Deism argues that simple cultures have simple belief systems. They use the reason and natural surroundings they are given by their creator to advance and interpret as they will. As cultures advance they develop superstitions and mysteries which serve only to separate them from a true understanding of both themselves and their creator.
It’s fitting then that the more advanced species of the Mass Effect universe, the Asari in particular, come to revere the Protheans and judge themselves by their advancements. These species reach the point where they create mysteries and prophecies rather than apply their own logic. They seek the miraculous, prophetic or mysterious explanation rather than the reasonable one.
It could be argued that every species will eventually advance to the point where they will reach the mass relays, and that any rational species will want to use them to further explore the universe. Remember, however, that the original deists were raised Christian. Christianity has a tradition of God testing faith. While there are no specific tenants in deist belief dealing with an afterlife, a resentful creator or any form of divine punishment, followers decide through their own experience whether these elements exist, it could be argued that the Watchmaker (Catalyst, Crucible, God, however you prefer) planted the mass relays and Citadel as a test for those species which encounter them. A species which truly appreciates the laws of nature and reason won’t depend on these found objects. In fact, such a species may never even find them. Thus, as Christianity states their God is vengeful, it’s acceptable that the Watchmaker may become dismayed. Who wouldn’t want their work appreciated by those to whom it was given? Additionally, as the creation of synthetic life could lead the destruction of the universe, the Watchmaker prefers to take its creation back rather than see it ruined.
Appreciation of reason and the law of nature are further symbolized by the fact that the “perfect” ending is that which destroys Reaper technology, any other choice leaves Shepard dead. Although the races of the galaxy may choose to rebuild the relays, they must do so using their own logic, not that which had been given to them by others. Whereas the mass relays and Citadel were originally found intact, they must now be rebuilt. Life will be influenced by life and not by any sort of divine or mysterious being. Further, the final image of Mass Effect 3 is of the Stargazer wandering not through a gleaming metropolis but an open forest – a return to nature.

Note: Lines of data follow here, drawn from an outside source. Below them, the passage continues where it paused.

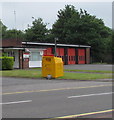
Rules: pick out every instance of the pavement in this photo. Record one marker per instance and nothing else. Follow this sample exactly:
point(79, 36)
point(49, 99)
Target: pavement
point(41, 98)
point(35, 98)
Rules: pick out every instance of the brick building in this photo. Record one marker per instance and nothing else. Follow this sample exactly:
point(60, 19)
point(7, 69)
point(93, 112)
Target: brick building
point(29, 54)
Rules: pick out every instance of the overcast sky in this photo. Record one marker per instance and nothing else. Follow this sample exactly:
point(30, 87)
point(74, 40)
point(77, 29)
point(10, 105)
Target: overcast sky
point(48, 12)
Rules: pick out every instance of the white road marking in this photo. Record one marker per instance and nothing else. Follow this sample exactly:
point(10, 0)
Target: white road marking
point(90, 95)
point(6, 103)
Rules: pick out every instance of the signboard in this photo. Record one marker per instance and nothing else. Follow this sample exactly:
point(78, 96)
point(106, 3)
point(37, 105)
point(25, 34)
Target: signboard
point(26, 55)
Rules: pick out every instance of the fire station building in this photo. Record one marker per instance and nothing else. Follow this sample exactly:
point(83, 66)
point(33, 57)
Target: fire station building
point(29, 54)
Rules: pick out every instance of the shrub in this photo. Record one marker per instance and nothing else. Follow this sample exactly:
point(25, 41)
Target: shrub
point(7, 63)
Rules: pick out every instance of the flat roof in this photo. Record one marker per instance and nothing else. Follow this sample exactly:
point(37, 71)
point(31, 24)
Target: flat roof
point(52, 44)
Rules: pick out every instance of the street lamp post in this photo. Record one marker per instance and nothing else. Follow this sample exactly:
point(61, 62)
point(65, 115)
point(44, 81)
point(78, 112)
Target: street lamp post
point(56, 39)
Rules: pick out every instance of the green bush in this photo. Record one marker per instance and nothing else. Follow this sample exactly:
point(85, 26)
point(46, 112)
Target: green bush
point(6, 63)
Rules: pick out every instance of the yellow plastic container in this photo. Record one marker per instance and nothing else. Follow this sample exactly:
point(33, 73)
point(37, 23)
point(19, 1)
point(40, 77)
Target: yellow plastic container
point(52, 66)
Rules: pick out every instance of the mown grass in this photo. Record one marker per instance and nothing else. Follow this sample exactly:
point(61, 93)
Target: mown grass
point(37, 74)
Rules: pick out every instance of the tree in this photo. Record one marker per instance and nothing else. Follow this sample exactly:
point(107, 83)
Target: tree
point(79, 27)
point(7, 34)
point(37, 32)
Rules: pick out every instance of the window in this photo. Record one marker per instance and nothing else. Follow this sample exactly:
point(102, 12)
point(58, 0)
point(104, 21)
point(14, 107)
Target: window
point(35, 56)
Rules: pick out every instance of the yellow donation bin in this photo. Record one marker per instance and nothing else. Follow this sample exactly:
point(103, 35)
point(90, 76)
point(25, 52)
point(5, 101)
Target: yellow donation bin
point(52, 67)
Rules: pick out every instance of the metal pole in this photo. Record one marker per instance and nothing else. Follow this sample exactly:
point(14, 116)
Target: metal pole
point(15, 25)
point(56, 39)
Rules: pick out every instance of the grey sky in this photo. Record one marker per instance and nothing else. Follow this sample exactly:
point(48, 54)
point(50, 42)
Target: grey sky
point(48, 12)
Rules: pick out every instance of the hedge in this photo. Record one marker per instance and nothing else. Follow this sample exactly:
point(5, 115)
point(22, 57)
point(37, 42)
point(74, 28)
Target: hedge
point(6, 63)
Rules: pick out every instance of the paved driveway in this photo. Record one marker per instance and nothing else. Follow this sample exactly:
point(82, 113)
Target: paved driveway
point(90, 67)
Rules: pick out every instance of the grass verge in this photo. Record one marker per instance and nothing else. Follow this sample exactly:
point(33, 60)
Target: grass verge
point(37, 74)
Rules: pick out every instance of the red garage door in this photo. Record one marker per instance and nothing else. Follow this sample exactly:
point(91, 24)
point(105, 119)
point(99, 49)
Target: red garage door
point(71, 56)
point(60, 53)
point(48, 51)
point(81, 56)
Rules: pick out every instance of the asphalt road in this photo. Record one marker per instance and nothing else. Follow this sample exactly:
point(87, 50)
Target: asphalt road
point(104, 67)
point(32, 98)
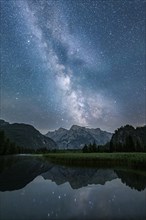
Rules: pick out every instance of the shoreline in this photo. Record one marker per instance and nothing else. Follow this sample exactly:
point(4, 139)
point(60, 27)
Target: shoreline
point(126, 160)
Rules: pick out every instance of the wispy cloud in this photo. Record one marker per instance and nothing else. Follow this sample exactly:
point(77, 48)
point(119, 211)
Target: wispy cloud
point(83, 108)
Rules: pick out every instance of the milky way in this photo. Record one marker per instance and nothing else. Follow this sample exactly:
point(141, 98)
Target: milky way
point(73, 62)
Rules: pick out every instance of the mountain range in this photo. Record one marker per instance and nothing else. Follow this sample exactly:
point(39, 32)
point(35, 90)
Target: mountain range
point(76, 137)
point(26, 136)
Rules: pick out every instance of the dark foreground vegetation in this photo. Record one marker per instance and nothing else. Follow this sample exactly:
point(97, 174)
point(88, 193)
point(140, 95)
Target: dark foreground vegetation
point(127, 160)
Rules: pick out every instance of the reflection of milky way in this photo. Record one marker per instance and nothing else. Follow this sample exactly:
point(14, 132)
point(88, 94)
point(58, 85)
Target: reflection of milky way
point(73, 62)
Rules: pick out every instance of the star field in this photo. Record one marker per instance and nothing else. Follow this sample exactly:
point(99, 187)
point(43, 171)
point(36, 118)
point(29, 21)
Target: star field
point(70, 62)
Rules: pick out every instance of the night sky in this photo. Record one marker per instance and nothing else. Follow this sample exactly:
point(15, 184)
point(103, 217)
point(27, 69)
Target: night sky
point(71, 62)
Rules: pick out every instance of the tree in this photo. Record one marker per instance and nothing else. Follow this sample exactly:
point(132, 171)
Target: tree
point(85, 149)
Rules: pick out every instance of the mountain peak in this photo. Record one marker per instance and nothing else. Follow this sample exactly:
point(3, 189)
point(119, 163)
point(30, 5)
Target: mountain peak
point(75, 127)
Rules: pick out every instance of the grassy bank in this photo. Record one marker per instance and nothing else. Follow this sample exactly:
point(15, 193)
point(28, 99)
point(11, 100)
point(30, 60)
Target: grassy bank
point(129, 160)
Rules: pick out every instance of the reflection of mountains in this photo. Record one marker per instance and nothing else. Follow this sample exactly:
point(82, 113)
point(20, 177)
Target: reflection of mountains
point(17, 172)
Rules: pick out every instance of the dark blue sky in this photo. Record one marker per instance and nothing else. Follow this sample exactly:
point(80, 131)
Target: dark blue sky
point(73, 62)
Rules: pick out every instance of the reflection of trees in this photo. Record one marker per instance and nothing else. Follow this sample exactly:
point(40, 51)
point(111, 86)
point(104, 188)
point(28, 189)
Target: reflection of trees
point(131, 179)
point(16, 172)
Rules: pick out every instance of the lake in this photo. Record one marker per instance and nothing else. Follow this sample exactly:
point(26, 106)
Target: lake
point(33, 188)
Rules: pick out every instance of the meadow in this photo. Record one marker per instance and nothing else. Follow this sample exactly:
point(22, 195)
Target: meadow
point(127, 160)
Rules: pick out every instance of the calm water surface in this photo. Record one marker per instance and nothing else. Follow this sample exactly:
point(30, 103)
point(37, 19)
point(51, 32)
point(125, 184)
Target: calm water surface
point(32, 188)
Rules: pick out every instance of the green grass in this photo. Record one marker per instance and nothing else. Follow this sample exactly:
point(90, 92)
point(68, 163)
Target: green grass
point(129, 160)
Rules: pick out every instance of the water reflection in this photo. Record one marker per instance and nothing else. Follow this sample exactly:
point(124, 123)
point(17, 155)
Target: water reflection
point(35, 189)
point(17, 172)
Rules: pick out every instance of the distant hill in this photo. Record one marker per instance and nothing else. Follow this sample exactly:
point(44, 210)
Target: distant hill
point(26, 136)
point(77, 137)
point(128, 138)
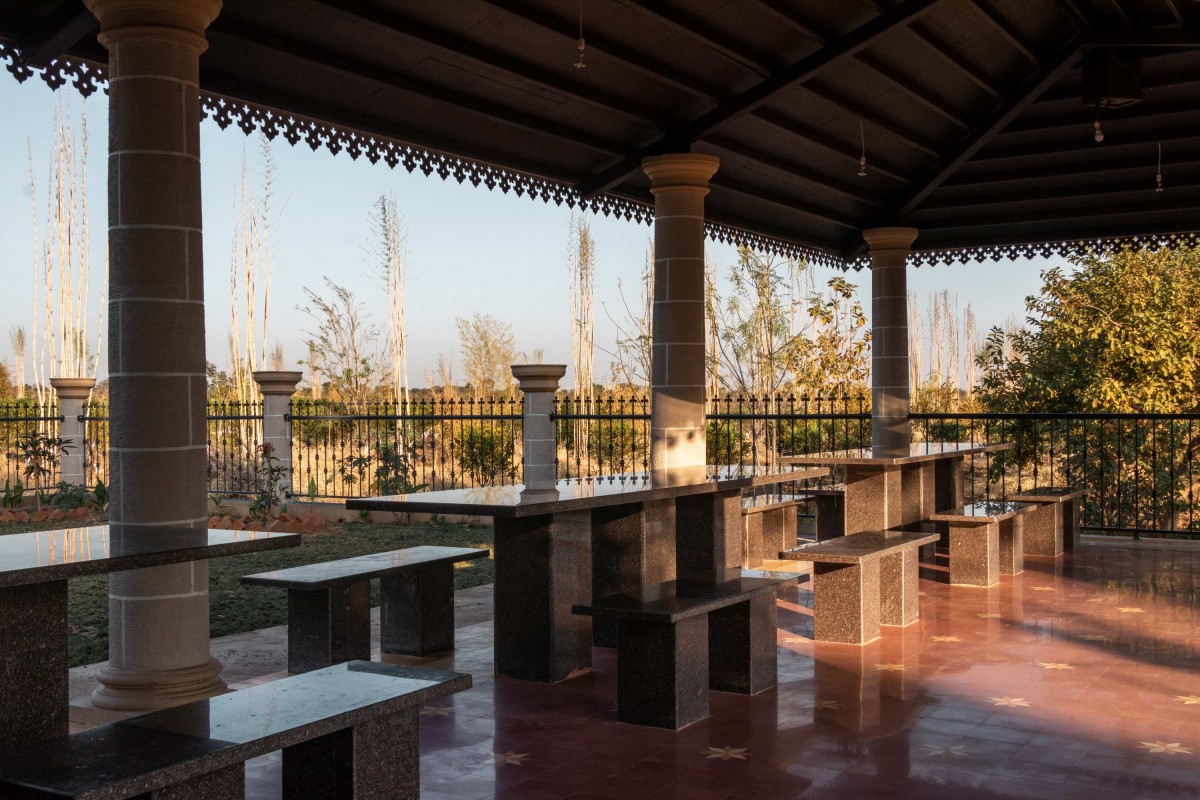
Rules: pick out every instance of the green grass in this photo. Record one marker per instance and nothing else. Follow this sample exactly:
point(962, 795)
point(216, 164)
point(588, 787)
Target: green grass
point(235, 608)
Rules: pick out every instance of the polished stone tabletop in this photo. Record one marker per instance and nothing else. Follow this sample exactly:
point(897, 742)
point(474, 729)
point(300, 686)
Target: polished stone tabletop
point(365, 567)
point(859, 547)
point(583, 493)
point(917, 452)
point(45, 555)
point(144, 753)
point(688, 596)
point(983, 511)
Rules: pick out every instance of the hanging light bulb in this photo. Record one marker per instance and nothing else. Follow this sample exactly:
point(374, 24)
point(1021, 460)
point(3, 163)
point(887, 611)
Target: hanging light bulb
point(862, 160)
point(580, 64)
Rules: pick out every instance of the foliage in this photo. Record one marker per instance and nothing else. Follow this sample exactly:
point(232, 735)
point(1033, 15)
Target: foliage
point(486, 452)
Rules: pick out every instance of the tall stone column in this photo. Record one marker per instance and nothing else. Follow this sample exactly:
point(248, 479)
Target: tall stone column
point(159, 618)
point(539, 382)
point(889, 250)
point(679, 182)
point(277, 389)
point(73, 394)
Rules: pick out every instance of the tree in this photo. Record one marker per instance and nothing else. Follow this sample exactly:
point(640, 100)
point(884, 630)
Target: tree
point(487, 354)
point(345, 341)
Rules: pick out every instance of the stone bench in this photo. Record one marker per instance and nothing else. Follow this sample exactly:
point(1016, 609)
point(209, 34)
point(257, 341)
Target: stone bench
point(862, 582)
point(985, 541)
point(348, 731)
point(1054, 524)
point(681, 638)
point(329, 605)
point(768, 524)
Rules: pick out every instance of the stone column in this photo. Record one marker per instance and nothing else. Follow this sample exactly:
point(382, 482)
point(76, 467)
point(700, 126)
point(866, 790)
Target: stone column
point(889, 250)
point(277, 389)
point(73, 394)
point(679, 182)
point(159, 618)
point(539, 382)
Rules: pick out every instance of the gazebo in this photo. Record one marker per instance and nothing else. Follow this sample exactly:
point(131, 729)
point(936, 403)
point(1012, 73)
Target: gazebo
point(864, 133)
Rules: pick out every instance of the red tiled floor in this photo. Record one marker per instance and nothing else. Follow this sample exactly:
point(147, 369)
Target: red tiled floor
point(1039, 687)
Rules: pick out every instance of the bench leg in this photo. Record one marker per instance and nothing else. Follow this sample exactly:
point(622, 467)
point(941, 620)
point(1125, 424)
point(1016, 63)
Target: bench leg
point(975, 554)
point(417, 612)
point(328, 626)
point(899, 603)
point(228, 783)
point(742, 648)
point(846, 602)
point(378, 759)
point(1044, 530)
point(1012, 551)
point(663, 673)
point(34, 662)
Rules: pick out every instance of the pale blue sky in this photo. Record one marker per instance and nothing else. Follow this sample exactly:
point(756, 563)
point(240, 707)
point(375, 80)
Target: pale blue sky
point(469, 250)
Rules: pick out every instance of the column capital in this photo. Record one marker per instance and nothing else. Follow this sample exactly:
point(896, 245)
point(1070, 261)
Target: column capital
point(273, 383)
point(184, 20)
point(538, 377)
point(679, 170)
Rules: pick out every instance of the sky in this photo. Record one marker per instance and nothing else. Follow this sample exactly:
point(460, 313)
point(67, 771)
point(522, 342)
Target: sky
point(469, 250)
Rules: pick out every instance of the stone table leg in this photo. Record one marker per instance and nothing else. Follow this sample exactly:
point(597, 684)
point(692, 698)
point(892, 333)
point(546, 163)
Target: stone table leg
point(1012, 551)
point(663, 673)
point(899, 575)
point(633, 547)
point(975, 554)
point(742, 647)
point(378, 759)
point(543, 567)
point(328, 626)
point(417, 612)
point(1044, 530)
point(846, 602)
point(33, 662)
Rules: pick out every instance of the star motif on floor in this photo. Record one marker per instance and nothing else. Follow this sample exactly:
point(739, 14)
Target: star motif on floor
point(1170, 747)
point(952, 751)
point(435, 711)
point(726, 753)
point(515, 759)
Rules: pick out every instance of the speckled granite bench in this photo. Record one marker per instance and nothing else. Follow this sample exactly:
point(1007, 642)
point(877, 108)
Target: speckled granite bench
point(985, 541)
point(681, 638)
point(863, 581)
point(348, 731)
point(1054, 524)
point(329, 605)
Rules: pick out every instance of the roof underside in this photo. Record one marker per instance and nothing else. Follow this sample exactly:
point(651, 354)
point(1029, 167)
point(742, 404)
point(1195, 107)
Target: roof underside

Whether or not the Mass Effect series is meant as a deist allegory can’t be known, and this is where the genius of the ending lies. By leaving its conclusion vague players make their own choice about what happened while enjoying, or in many cases, sadly, decrying, the masterpiece they’ve been given.
As for criticism that the final choice in the game, between control, synthesis and destruction (or refusal) results in the same basic ending, this too is allegorical not only of deist belief, but real life. No matter what choices we make, be they paragon or renegade, the ending is the same for everyone. The fact that the refusal ending, wherein the player actually sees the Normandy and their beloved crewmates destroyed, is the saddest of the options, demonstrates that it’s the lack of making a choice which leads to the worst consequence.
As in Deism, Mass Effect emphasizes freedom and choice. We can’t expect anyone or anything else to push us to the right action. We are the ones responsible for determining our path. The end won’t change, but meaning is in the way there.